Generator expressions are extremely convenient in the context of defining tests, because we do not have to explicitly hardcode the locations and names of the executables into the test definitions. It would be very tedious to achieve this in a portable way, since both the location of the executable and the executable suffix (for example, the .exe suffix on Windows) can vary between operating systems, build types, and generators. Using the generator expression, we do not have to explicitly know the location and name.

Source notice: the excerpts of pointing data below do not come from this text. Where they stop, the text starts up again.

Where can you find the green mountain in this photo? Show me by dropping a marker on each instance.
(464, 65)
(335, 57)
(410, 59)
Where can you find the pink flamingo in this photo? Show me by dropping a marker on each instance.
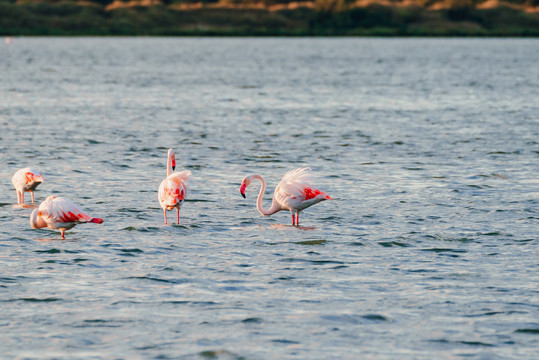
(293, 193)
(26, 180)
(59, 213)
(174, 189)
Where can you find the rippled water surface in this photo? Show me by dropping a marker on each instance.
(428, 146)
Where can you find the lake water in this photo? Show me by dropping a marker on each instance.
(430, 148)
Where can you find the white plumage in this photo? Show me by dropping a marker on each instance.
(59, 214)
(174, 189)
(26, 180)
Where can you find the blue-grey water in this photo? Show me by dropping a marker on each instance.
(430, 148)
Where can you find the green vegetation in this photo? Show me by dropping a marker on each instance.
(269, 17)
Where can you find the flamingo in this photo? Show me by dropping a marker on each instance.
(59, 213)
(293, 193)
(174, 189)
(26, 180)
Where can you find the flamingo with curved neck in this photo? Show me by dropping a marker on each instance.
(294, 193)
(174, 189)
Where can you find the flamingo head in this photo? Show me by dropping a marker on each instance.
(39, 178)
(34, 177)
(36, 221)
(245, 182)
(172, 157)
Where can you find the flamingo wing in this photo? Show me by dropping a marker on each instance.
(174, 189)
(295, 192)
(60, 210)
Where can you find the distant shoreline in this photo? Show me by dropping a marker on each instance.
(380, 18)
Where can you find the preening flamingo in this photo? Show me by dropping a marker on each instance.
(26, 180)
(174, 189)
(59, 214)
(293, 193)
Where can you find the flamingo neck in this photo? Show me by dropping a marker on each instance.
(169, 163)
(274, 205)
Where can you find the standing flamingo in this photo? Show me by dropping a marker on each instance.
(174, 189)
(26, 180)
(59, 213)
(293, 193)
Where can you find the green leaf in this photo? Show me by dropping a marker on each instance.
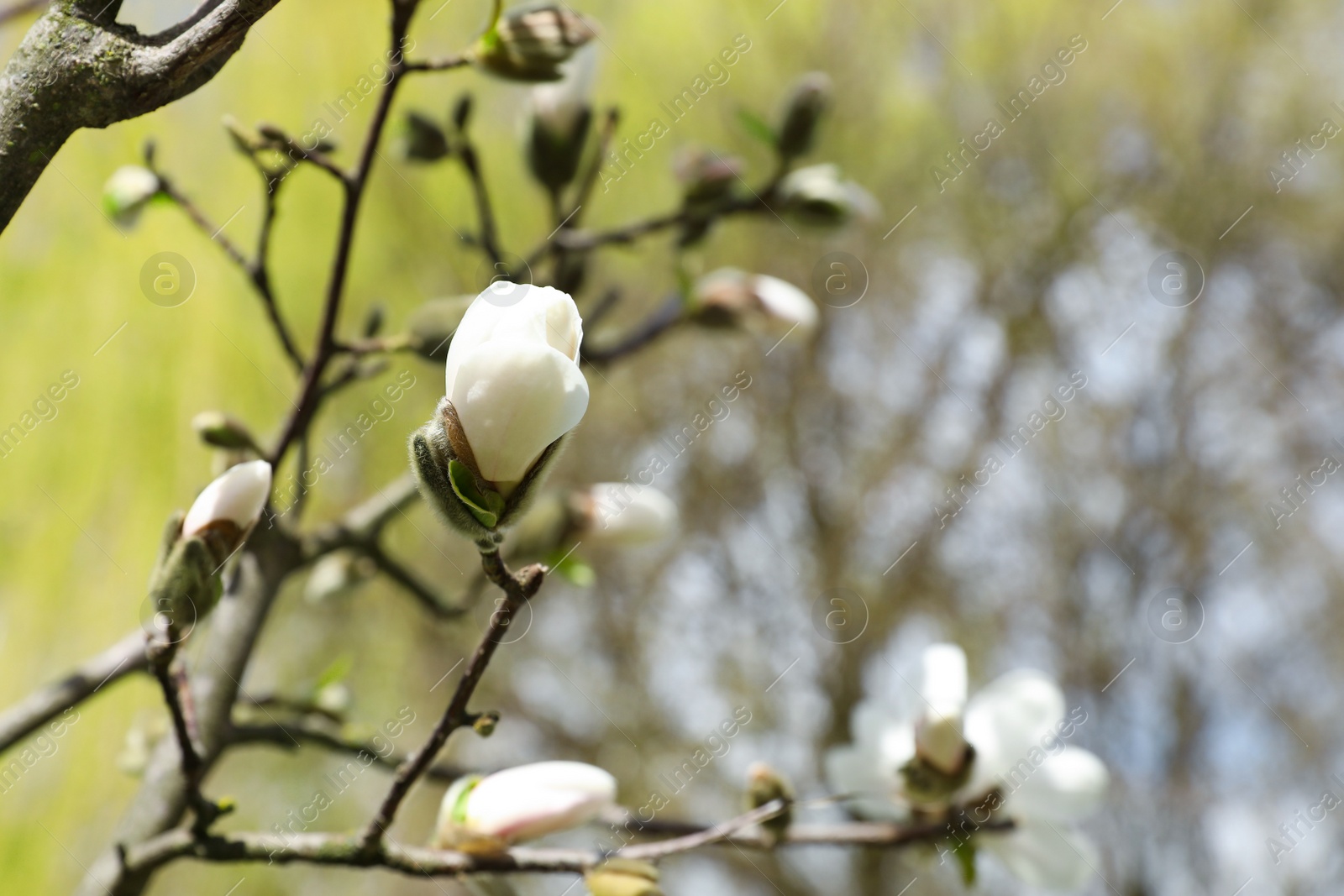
(575, 570)
(487, 506)
(965, 853)
(754, 125)
(335, 673)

It is also possible to pass arguments to the test command to run; for example:
add_test(
NAME python_test_short
COMMAND ${PYTHON_EXECUTABLE} ${CMAKE_CURRENT_SOURCE_DIR}/test.py --short --executable $<TARGET_FILE:sum_up>
)
In this example, we run the tests sequentially (Recipe 8, Running tests in parallel, will show you how to shorten the total test time by executing tests in parallel), and the tests are executed in the same order that they are defined (Recipe 9, Running a subset of tests, will show you how to change the order or run a subset of tests). It is up to the programmer to define the actual test command, which can be programmed in any language supported by the operating system environment running the test set. The only thing that CTest cares about, in order to decide whether a test has passed or failed, is the return code of the test command. CTest follows the standard convention that a zero return code means success, and a non-zero return code means failure. Any script that can return zero or non-zero can be used to implement a test case.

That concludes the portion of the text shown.